私は普段からiphoneのリマインダーに気になった単語や面白いフレーズを残すようにしています。メモ機能は相当活用していて、とにかく思いついた瞬間に書き残すように癖をつけています。あとで読み返して<これは面白い!>と思う場合もありますし、まったく意味が分からないものもあります。ほとんどが後者です。
たとえばこんな感じ。
【6.9】
となりのアパートの住人は
掃除機の音がうるさいと扉の前にゴミを捨てるけど
夏になるとズッキーニをくれる惓んでる生んでる膿んでる
……と、なんだか気持ち悪いことを書いています。6.9は日付です。もちろん実話ではありません。
またはこんなメモも。
【6.20】
パン屋アイドル
キッチンカーアイドル
ネブライザー出所アイドル <しっこうゆうよ>
写真集「ほごかんさつ」曲「オツトメご苦労さま」
「迎えがねぇようだな」「兄貴の時代は終わったんです」「代紋磨いて待ってろよ」いつかのお昼寝 いくら釣れても割に合わない
ヤキいれて丹念 Amazonに年齢つかまれた
だいたい歌詞やアイディアを残しています。歌詞に関してはここから膨らませて書いては消し、を繰り返しながらつくっていきます。<しっこうゆうよ>はアイドル年表のページで使いました。「ネブライザー」は耳鼻咽喉科で使われている鼻から薬を吸引するマシンで響きがかっこいいなと思ってメモしました。
【存在しない名曲たち】(音楽ライターの叔父が残したノートに基づいて書いたという設定のZINE)も同じような作り方をしてて、まずはいくつか歌詞を書いて、それと同時進行で縦軸のストーリーを考えていきました。
【存在しない名曲たち】
https://shirufo.base.shop/items/106739304
今回のZINEは、最終的には【2011-20年の間に活動した一人のアイドルの足跡を追う話】というものになりました。
他の案としては【叔父が「作詞するアイドルを集めたコンピレーション・アルバムをつくろうとしていた」けど事情によって無くなった話】(複数のアイドル曲を取り上げる構成)、【最初は6人くらい居たのに最終的に一人になったアイドルグループの話】(その迷走ぶりが歌詞によってわかるという構成)というのもこの段階ではありました。
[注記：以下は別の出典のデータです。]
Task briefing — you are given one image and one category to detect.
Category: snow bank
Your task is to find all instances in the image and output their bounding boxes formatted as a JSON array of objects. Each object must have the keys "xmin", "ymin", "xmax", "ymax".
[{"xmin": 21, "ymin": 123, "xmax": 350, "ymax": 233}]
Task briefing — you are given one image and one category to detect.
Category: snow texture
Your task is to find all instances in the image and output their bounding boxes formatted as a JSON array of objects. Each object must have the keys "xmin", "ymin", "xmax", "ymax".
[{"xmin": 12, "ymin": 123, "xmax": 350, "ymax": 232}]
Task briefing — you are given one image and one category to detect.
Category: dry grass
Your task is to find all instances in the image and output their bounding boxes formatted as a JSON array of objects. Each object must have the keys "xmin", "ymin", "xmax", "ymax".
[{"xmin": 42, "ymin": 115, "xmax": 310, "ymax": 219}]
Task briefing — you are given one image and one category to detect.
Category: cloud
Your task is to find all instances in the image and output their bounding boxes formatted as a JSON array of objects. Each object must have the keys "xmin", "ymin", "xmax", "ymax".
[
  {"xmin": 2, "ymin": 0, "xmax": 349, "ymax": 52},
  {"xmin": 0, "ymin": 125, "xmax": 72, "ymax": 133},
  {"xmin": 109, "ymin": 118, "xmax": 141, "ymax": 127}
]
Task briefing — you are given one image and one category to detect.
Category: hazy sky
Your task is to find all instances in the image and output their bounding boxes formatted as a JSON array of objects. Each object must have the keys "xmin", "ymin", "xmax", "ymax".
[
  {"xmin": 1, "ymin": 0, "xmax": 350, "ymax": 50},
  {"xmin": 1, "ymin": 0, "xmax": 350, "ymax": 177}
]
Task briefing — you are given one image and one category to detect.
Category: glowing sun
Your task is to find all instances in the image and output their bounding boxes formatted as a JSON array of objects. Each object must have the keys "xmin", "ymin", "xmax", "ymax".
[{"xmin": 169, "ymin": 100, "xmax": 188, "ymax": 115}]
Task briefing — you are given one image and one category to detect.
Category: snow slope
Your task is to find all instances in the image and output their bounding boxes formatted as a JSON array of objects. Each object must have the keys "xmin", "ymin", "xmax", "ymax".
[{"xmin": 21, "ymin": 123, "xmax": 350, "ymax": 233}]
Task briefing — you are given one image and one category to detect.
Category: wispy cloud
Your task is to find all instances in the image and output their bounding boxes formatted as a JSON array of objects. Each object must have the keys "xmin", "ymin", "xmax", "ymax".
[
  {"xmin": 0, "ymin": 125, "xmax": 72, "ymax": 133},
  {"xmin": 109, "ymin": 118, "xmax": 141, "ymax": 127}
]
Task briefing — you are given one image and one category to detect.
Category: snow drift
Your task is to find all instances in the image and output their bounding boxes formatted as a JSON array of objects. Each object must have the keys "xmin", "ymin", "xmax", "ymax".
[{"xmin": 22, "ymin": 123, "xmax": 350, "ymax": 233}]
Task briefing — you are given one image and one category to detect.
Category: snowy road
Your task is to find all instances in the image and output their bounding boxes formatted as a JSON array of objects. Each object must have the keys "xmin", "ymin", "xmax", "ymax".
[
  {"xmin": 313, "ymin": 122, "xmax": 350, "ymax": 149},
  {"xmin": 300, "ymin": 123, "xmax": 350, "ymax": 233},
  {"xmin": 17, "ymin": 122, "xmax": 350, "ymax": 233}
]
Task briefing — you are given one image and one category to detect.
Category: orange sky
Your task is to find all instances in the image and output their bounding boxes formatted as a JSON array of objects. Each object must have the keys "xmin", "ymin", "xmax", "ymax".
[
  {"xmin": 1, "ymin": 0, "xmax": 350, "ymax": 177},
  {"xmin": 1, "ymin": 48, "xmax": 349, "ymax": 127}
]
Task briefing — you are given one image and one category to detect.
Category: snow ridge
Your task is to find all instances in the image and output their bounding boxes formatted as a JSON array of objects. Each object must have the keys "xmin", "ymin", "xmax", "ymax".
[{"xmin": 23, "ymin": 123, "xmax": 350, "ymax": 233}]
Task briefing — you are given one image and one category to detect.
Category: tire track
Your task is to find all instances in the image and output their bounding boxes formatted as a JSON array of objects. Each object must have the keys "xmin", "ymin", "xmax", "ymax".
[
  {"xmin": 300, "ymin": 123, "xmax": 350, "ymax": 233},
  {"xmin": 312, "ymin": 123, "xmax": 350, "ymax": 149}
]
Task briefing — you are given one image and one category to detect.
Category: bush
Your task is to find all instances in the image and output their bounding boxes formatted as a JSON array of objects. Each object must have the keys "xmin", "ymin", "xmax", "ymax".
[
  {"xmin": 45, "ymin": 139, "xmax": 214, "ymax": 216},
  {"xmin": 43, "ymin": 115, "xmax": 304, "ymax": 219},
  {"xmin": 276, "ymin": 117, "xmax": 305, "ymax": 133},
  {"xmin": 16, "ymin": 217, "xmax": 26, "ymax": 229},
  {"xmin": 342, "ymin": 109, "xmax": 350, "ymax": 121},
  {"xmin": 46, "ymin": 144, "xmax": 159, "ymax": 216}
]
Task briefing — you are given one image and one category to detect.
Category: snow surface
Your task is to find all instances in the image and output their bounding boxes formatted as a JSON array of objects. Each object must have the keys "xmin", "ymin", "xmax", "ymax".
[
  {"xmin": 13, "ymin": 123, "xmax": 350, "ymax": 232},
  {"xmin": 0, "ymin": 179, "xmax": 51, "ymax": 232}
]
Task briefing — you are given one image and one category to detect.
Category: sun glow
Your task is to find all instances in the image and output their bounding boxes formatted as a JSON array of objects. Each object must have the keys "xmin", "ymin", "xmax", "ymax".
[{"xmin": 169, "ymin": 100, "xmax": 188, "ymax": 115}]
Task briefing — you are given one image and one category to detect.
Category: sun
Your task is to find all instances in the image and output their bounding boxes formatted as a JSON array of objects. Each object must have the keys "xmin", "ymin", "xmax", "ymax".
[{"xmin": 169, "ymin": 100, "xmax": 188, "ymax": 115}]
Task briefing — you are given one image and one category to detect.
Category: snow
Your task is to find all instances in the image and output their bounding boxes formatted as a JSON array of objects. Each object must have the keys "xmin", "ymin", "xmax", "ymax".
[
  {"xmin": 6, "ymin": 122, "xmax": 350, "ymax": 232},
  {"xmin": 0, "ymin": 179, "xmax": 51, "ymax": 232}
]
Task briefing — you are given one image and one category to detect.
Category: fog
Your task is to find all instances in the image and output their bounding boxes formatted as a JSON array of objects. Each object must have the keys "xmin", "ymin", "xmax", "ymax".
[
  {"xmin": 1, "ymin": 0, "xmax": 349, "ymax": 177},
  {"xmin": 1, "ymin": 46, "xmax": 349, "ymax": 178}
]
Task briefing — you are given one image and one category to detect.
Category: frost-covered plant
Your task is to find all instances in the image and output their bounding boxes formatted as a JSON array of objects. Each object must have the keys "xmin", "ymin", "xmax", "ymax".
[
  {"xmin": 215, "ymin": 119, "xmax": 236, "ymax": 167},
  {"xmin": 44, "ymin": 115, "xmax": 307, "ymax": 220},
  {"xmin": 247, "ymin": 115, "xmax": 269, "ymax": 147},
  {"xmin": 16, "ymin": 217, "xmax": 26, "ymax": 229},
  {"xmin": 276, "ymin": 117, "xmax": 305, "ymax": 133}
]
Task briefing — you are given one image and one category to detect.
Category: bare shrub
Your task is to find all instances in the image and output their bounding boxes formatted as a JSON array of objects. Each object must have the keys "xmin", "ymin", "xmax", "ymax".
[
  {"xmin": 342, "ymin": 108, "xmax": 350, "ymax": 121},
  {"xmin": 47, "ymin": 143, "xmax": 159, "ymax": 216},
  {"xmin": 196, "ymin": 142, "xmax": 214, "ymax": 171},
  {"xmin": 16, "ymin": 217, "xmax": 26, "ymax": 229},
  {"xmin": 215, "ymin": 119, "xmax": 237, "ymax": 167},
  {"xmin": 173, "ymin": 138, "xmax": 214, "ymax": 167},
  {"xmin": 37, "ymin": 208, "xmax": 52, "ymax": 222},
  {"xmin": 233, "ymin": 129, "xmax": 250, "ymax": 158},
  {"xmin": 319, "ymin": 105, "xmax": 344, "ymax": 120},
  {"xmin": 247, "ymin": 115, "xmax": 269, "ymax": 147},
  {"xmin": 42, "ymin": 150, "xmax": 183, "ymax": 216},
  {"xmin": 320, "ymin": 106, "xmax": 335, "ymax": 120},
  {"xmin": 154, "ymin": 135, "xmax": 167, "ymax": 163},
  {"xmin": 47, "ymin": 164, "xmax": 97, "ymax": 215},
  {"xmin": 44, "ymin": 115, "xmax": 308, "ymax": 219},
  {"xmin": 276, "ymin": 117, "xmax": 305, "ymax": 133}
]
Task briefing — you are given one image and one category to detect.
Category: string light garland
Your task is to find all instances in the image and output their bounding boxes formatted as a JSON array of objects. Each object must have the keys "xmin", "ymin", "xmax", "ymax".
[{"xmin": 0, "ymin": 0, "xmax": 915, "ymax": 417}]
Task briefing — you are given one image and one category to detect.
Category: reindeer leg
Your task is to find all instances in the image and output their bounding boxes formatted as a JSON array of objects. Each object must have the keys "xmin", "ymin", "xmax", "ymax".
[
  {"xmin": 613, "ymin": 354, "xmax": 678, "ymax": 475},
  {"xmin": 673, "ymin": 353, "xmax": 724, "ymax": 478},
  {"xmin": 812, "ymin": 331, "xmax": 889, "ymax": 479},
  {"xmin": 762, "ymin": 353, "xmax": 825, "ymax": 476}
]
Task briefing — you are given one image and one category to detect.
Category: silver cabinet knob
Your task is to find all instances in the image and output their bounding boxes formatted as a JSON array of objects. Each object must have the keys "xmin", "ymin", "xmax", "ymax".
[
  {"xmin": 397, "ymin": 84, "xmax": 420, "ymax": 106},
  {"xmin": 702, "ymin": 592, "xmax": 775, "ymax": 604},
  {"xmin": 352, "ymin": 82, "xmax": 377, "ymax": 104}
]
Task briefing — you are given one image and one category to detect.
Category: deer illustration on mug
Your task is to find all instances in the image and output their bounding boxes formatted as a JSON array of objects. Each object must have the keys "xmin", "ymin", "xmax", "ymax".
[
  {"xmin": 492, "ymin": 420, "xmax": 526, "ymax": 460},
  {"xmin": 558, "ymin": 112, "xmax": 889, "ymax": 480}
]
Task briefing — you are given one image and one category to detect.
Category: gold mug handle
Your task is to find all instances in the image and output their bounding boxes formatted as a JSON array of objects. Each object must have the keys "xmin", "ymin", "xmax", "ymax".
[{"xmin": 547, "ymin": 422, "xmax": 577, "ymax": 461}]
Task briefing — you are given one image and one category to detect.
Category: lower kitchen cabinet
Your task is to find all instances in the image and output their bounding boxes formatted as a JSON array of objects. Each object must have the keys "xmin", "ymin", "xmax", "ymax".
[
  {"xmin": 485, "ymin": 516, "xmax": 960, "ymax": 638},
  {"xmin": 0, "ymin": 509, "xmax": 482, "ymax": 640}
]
プロット段階ではこのように一言で言い表せるような物語にしようというのは決めています。
<一人のアイドルに絞る>となったのは、展覧会のテーマをより深く掘り下げたいとなった時にその方が都合がよいと思ったからです。オマージュやネタっぽい要素をたくさん入れるというのは【名曲たち】で割とやったのもあり、笑える要素は入れつつもテーマに沿った物語を軸にしたいなと思いました。自分が普段考えていることや社会問題を入れ込んで、書き手の気持ちを乗せれる話にしたいなと。それで今回は「貧困」「シスターフッド」「トキシック・ファンダム」などの要素を入れています。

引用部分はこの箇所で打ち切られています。